Third Session with the Client
- As per the second visit make sure everything is going well.
- At this stage we want to ask the client if we have so far achieved their expectations and achieved their goals – the big but here is have they been doing as you have asked? this is the opportunity to address this now.
- Continue your planned training
- Schedule your final visit and homework
Final session with the client
- This should be more of a follow up and adherence to what needs to be done.
- If required use this session to proof the dog.
- Give future homework – ask for a review – and congratulate and remind them of how far they have come
What things mean around the home
- Dog food in a bowl – Primary resource – if the dog can access food when it wants on its terms it will start to take control – it will also mean the dog wont eat when required as it can usually eat on its own terms not yours.
- Hair or blankets on the lounge – the dog helps itself to this position when it wants and not on human terms
- Spray bottle of water – High chance it is used as a disciplinary tool rather than a focus breaker – and used incorrectly
- Toys lying everywhere – the dog will not respect the human as the resource controller as it can access these whenever it wants but will also then get bored of them
- Dogs jumping at glass doors barking – high degree of likelihood the dog has been rewarded by this behaviour from the human
- Dogs lying in front of and between you and the owner – Social blocking and claiming of the human as a resource.
Fitting the halter – three times method
- Fit the collar first so it is snug and will not even under force slip over the head.
- Wrap the nose halter part around the nose to give you an estimate of how big it needs to be – this needs to be quick and unwrapped just as quick – praise the dog and adjust halter.
- Repeat the process to get it more exact.
- In this process you are desensitizing the dog partially
- The third time you do this will be when you clip it – you need to have your lead handy to attach immediately as the dog will begin to react within 10 seconds.
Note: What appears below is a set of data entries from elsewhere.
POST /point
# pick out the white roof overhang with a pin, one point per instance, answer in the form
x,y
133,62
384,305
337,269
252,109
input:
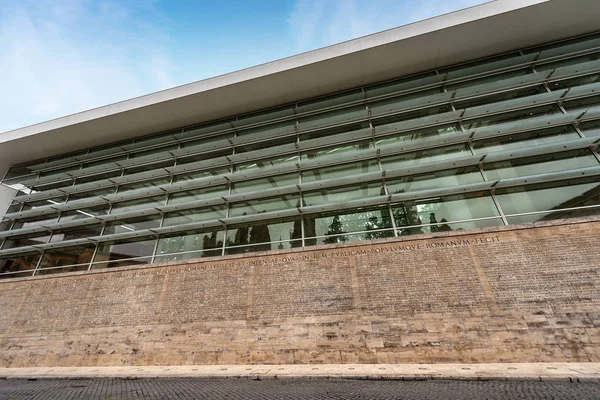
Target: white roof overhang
x,y
492,28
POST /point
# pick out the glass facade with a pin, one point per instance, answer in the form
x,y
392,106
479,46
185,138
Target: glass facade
x,y
509,139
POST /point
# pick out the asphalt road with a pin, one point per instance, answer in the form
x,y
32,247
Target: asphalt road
x,y
215,389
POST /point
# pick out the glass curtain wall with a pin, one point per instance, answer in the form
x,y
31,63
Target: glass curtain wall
x,y
504,140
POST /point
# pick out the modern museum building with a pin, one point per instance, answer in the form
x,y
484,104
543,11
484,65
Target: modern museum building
x,y
429,193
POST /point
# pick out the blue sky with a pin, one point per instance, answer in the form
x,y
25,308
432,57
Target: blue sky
x,y
59,57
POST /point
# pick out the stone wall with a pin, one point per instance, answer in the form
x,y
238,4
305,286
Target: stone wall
x,y
512,294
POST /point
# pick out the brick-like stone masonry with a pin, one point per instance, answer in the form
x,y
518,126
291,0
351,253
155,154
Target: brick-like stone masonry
x,y
526,293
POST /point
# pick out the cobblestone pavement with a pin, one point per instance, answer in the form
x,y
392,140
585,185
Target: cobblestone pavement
x,y
215,389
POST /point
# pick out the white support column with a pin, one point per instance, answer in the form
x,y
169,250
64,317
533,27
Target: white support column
x,y
6,194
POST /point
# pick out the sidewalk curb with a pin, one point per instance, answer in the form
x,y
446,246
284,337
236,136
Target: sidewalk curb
x,y
581,379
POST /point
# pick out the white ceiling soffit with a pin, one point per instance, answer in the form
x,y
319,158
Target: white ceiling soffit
x,y
480,31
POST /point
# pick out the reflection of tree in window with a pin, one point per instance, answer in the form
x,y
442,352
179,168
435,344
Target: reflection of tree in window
x,y
335,234
407,214
261,236
210,243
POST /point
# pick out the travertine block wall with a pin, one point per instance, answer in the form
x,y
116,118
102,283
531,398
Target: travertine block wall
x,y
510,294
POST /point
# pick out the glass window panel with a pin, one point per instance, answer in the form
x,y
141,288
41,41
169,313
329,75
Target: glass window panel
x,y
149,166
18,264
337,149
92,193
425,156
270,162
196,215
245,148
205,156
581,104
251,207
265,183
394,104
559,214
331,101
160,151
442,210
339,195
334,130
261,116
572,82
335,227
122,263
489,79
413,82
123,249
209,192
83,213
417,134
189,245
42,203
105,161
36,221
565,46
340,171
511,116
207,141
540,164
187,176
18,171
76,232
25,240
5,225
60,171
549,196
142,185
590,128
567,62
131,225
259,235
437,179
281,129
100,176
68,256
138,204
452,226
490,62
509,95
14,207
525,139
332,117
108,151
405,116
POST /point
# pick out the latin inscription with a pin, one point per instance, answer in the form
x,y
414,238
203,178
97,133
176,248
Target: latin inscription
x,y
272,260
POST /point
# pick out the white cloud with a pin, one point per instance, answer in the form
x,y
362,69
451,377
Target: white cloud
x,y
66,56
318,23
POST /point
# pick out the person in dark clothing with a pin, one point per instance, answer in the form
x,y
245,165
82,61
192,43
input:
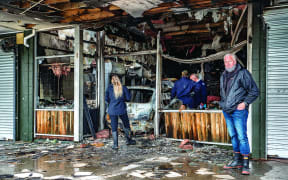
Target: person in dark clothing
x,y
182,89
116,96
237,90
200,97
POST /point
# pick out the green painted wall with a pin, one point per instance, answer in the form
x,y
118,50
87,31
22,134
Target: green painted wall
x,y
26,93
259,74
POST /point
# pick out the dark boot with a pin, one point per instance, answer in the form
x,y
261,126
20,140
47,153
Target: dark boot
x,y
129,140
236,163
245,169
115,140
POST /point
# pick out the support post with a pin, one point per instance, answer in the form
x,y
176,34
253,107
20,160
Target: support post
x,y
158,86
249,67
78,84
101,84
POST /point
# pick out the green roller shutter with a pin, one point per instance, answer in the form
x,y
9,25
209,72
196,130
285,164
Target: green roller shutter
x,y
7,95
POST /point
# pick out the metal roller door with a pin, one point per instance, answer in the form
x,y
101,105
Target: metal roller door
x,y
7,96
277,82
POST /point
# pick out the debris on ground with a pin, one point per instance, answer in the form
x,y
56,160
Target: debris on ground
x,y
150,158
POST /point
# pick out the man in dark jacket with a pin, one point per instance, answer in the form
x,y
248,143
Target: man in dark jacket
x,y
200,97
182,89
116,96
238,90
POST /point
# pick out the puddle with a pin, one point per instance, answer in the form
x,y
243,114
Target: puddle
x,y
160,159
After fitting the next 15mins
- Once your lead is attached and the dog starts to react you will need to be very calm. As the dog starts to jump around you will need to be able to move with it but provide control. If it is pawing at its face lift the lead up till they stop. the second they stop release the tension. If they place their paws on the lead then simply hold the lead steady they are just trying to control the lead – they will remove their paws and the second they do the tension is released which equals the reward.
- Once they are calm just stand there for a few minutes praising them for being calm.
- Try to move off calling them – if they react again repeat the above process – after about 15mins or sooner they will start to walk for you.